Here's a simplified query that will reproduce the issue that I'm experiencing:
DECLARE #point GEOGRAPHY = GEOGRAPHY::STGeomFromText('POINT (-76.992188 39.639538)', 4326)
SELECT terr_offc_id
FROM tbl_office_territories
WHERE terr_territory.STIntersects(#point) = 1
What seems like a simple, straightforward query takes 12 or 13 seconds to execute, and has what seems like a very complex execution plan for such a simple query.
In my research, several sources have suggested adding an index hint to the query, to ensure that the query optimizer is properly using the spatial index. Adding WITH(INDEX(idx_terr_territory)) has no effect, and it's clear from the execution plan that it is referencing my index regardless of the hint.
Reducing polygons
It seemed possible that the territory polygons imported from the US Census data are unnecessarily complex, so I created a second column, and tested reduced polygons (w/ Reduce() method) with varying degrees of tolerance. Running the same query as above against the new column produced the following results:
No reduction: 12649ms
Reduced by 10: 7194ms
Reduced by 20: 6077ms
Reduced by 30: 4793ms
Reduced by 40: 4397ms
Reduced by 50: 4290ms
Clearly headed in the right direction, but dropping precision seems like an inelegant solution.
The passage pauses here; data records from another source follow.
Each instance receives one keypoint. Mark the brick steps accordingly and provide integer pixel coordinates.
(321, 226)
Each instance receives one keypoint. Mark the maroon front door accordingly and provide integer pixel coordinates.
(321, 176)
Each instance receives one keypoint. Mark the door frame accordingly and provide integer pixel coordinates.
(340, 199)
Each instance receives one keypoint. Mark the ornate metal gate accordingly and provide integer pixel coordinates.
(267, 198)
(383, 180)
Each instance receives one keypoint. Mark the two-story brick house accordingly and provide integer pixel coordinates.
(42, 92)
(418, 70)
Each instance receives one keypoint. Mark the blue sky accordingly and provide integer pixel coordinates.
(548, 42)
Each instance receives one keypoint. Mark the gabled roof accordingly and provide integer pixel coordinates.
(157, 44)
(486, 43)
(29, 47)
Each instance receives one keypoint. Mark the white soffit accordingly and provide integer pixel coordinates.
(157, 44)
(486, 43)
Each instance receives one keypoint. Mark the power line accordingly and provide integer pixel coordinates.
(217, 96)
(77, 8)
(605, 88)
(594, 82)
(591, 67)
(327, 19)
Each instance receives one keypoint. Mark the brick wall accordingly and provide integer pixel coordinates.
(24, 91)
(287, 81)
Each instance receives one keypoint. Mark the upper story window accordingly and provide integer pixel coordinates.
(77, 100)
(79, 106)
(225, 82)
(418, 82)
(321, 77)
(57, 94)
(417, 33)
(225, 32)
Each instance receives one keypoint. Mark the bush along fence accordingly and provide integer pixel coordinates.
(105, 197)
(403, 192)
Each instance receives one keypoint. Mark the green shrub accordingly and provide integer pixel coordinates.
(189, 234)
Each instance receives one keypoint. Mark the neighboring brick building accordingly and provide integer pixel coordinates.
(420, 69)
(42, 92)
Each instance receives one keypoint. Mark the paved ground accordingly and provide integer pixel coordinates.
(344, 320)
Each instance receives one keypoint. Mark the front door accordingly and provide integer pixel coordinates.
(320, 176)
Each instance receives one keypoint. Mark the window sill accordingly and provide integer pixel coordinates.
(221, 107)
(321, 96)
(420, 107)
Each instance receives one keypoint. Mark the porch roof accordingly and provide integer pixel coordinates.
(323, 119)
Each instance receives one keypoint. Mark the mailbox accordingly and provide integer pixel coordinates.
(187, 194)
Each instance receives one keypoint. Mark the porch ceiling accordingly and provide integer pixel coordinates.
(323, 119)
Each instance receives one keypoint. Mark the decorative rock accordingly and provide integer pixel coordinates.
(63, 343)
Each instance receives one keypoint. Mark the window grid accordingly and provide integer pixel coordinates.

Isn't this what indexes are supposed to be for? And the execution plan still seems strangly complex for such a basic query.
Spatial Index
Out of curiosity, I removed the spatial index, and was stunned by the results:
Queries were faster WITHOUT an index (sub 3 sec w/ no reduction, sub 1 sec with reduction tolerance >= 30)
The execution plan looked far, far simpler:
My questions
Why is my spatial index slowing things down?
Is reducing my polygon complexity really necessary in order to speed up my query? Dropping precision could cause problems down the road, and doesn't seem like it will scale very well.
Other Notes
SQL Server 2008 R2 Service Pack 1 has been applied
Further research suggested running the query inside a stored procedure. Tried this and nothing appeared to change.
My first thoughts are to check the bounding coordinates of the index; see if they cover the entirety of your geometries. Second, spatial indexes left at the default 16MMMM, in my experience, perform very poorly. I'm not sure why that is the default. I have written something about the spatial index tuning on this answer.
First make sure the index covers all of the geometries. Then try reducing cells per object to 8. If neither of those two things offer any improvement, it might be worth your time to run the spatial index tuning proc in the answer I linked above.
Final thought is that state boundaries have so many vertices and having many state boundary polygons that you are testing for intersection with, it very well could take that long without reducing them.
Oh, and since it has been two years, starting in SQL Server 2012, there is now a GEOMETRY_AUTO_GRID tessellation that does the index tuning for you and does a great job most of the time.
This might just be fue to the simpler execution plan being executed in parallel, whereas the other one is not. However, there is a warning on the first execution plan that might be worth investigating.